Sam and Dede, or My Dinner with André the Giant is an imaginative riff based off of a particularly quirky bond that formed between one of the leading figures of Modernist literature and one of the leading figures of professional wrestling, namely, Samuel Beckett and André the Giant. The nugget of truth in this tale is that in 1953 Beckett purchased a plot of land near a hamlet a bit outside of Paris, where, with the help of some of his new neighbors, he erected for himself a cottage. One of those neighbors was a Bulgarian-born farmer named Boris Rousimoff, and Beckett and Rousimoff would go on to become friendly with one another. When Rousimoff’s son was twelve years old, surpassing six feet tall and weighing 240 pounds, he could no longer fit on the school bus. But Beckett had a truck big enough to fit Rousimoff’s son and he offered to give him lifts to school in that truck. Rousimoff’s son, who went by Dede, would grow up to become professional wrestling icon André the Giant.

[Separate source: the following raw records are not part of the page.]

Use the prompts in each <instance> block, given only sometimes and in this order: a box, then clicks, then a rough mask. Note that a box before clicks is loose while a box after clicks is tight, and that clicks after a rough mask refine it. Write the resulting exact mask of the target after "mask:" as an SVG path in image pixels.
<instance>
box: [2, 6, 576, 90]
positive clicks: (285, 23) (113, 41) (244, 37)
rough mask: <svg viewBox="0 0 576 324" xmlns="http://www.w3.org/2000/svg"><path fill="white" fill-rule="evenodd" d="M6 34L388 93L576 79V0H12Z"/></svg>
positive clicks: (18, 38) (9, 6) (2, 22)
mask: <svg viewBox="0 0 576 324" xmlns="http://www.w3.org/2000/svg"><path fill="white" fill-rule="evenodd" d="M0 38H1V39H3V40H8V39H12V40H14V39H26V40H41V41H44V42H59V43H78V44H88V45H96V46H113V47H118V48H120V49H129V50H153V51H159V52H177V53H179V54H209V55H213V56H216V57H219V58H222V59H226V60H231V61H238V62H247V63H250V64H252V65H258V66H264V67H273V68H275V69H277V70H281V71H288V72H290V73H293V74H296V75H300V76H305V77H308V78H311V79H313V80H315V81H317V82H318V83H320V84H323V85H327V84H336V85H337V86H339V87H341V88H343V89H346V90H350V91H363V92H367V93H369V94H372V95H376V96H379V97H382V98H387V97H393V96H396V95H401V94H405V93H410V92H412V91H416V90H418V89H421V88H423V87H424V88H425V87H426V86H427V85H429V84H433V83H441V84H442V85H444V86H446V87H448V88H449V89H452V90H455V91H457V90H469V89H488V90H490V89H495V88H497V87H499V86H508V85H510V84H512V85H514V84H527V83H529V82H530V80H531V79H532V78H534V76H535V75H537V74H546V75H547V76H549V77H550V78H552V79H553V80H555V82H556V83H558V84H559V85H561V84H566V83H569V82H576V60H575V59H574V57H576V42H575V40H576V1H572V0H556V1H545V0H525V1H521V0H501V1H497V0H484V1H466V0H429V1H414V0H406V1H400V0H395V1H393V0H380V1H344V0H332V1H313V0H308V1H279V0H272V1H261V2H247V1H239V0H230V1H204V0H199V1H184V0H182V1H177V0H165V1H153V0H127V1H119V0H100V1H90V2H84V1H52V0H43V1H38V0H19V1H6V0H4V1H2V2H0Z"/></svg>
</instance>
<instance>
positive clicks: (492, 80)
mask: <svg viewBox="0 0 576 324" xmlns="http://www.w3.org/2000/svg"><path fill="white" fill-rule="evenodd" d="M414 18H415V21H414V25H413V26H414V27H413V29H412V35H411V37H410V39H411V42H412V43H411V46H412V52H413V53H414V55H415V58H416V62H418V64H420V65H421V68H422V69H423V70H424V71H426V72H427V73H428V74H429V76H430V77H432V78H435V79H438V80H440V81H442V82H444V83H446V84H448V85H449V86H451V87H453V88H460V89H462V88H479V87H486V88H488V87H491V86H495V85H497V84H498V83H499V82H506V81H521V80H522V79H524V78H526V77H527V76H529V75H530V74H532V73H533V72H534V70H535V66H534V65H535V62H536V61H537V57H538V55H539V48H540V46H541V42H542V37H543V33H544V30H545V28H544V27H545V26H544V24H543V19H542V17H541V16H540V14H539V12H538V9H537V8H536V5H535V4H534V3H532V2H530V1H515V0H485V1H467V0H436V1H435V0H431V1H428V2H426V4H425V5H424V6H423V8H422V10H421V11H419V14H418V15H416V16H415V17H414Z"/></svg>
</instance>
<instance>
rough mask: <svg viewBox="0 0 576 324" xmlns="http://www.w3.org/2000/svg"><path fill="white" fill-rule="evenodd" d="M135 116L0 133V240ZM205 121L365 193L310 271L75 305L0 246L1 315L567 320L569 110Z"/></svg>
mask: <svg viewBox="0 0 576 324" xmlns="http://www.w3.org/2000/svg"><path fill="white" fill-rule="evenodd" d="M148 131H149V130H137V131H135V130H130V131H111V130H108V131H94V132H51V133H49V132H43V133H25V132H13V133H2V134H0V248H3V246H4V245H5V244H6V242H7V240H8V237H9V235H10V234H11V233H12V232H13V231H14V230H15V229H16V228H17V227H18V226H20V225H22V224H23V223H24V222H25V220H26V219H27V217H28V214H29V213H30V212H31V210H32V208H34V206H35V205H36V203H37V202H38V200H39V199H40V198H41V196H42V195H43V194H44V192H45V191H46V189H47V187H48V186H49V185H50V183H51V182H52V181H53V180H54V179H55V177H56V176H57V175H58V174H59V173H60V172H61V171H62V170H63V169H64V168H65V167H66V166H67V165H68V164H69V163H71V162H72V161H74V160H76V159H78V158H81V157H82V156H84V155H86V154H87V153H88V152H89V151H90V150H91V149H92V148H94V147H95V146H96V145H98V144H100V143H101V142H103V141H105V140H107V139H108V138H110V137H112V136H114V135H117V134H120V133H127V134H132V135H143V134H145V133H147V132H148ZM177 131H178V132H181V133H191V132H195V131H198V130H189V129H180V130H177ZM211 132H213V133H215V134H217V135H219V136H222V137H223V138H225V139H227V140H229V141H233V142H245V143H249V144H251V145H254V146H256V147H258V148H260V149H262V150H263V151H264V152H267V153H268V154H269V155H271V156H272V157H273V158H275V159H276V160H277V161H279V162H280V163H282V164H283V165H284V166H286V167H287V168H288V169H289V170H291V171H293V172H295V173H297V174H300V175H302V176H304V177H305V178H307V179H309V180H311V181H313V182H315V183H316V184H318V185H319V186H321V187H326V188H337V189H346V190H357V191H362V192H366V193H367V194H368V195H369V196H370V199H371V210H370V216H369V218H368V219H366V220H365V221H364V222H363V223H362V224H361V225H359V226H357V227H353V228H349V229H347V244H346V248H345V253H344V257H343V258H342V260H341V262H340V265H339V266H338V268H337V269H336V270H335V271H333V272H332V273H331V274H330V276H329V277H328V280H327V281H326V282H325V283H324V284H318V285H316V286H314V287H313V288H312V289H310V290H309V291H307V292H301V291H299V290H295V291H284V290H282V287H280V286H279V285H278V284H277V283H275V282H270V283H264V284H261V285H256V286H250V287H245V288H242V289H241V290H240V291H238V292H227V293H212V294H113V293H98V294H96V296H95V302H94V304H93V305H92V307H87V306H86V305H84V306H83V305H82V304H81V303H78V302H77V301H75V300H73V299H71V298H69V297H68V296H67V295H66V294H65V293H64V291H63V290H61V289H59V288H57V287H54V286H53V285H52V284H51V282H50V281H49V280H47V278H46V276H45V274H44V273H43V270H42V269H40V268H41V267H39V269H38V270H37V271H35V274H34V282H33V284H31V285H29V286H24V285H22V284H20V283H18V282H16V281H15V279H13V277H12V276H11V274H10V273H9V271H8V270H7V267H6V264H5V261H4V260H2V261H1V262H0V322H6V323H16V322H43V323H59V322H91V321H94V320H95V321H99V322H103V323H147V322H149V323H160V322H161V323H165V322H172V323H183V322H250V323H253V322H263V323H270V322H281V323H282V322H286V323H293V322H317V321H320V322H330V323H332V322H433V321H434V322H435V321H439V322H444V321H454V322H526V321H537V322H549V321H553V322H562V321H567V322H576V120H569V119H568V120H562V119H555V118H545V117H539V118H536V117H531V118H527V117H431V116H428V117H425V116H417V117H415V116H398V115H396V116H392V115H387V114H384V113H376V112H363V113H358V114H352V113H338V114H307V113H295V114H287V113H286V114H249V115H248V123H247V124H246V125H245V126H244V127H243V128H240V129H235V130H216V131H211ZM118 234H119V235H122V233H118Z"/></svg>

Dilorio’s play, directed by Leah S. Abrams, is essentially broken up into three parts inspired by this unexpected intersection of prominent people who were prominent for wildly different reasons. The first part is a musing on what those rides to school in Beckett’s truck might have been like; the second part is set years later and imagines Beckett (Dave Sikula) drinking copious amounts of wine with André the Giant (Brendan Averett) after one of the latter’s wrestling matches; and the third part is set outside of time altogether, an homage to Beckett’s Endgame that has the two leads with their heads protruding out of ash bins delivering simultaneous, overlapping monologues for a reminiscing coda of sorts.
From part one to part two, we see Dede change from a shy but unavoidably visible boy to a boisterously confident star of the ring, but this play isn’t really about story arcs and character development—it’s more about just enjoying the intersection between two presumably disparate people. None of it digs too deep or anything, but it’s really all the more charming for its relaxed airiness. As it’s a fun little piece, it works as a nice reminder of both how intensely human Beckett was under his abstractions, but also, even within the confusion of his abstractions and overt bleakness, of how funny Beckett was and is. He had a fantastic sense of humor, though of an undeniably gallows variety. And it also shines a light on André the Giant’s humanity, on the heart of this sort of over-the-top entertainer who was a kind of cartoon in the public eye. There’s a pleasant touch of poignancy in all this which is all the more welcome in that the play doesn’t really strive for sentimentality—it’s just kind of there. The story here might be considered as a kind of breathing Venn diagram with a wide and friendly overlap between these two men and also, interestingly, between their separate arenas of spectacle.
Well-acted, well-written, well-directed, Sam and Dede, or My Dinner with André the Giant, is both a conversation and an interesting topic of conversation that is likely to add a few chuckles and a smile to your evening.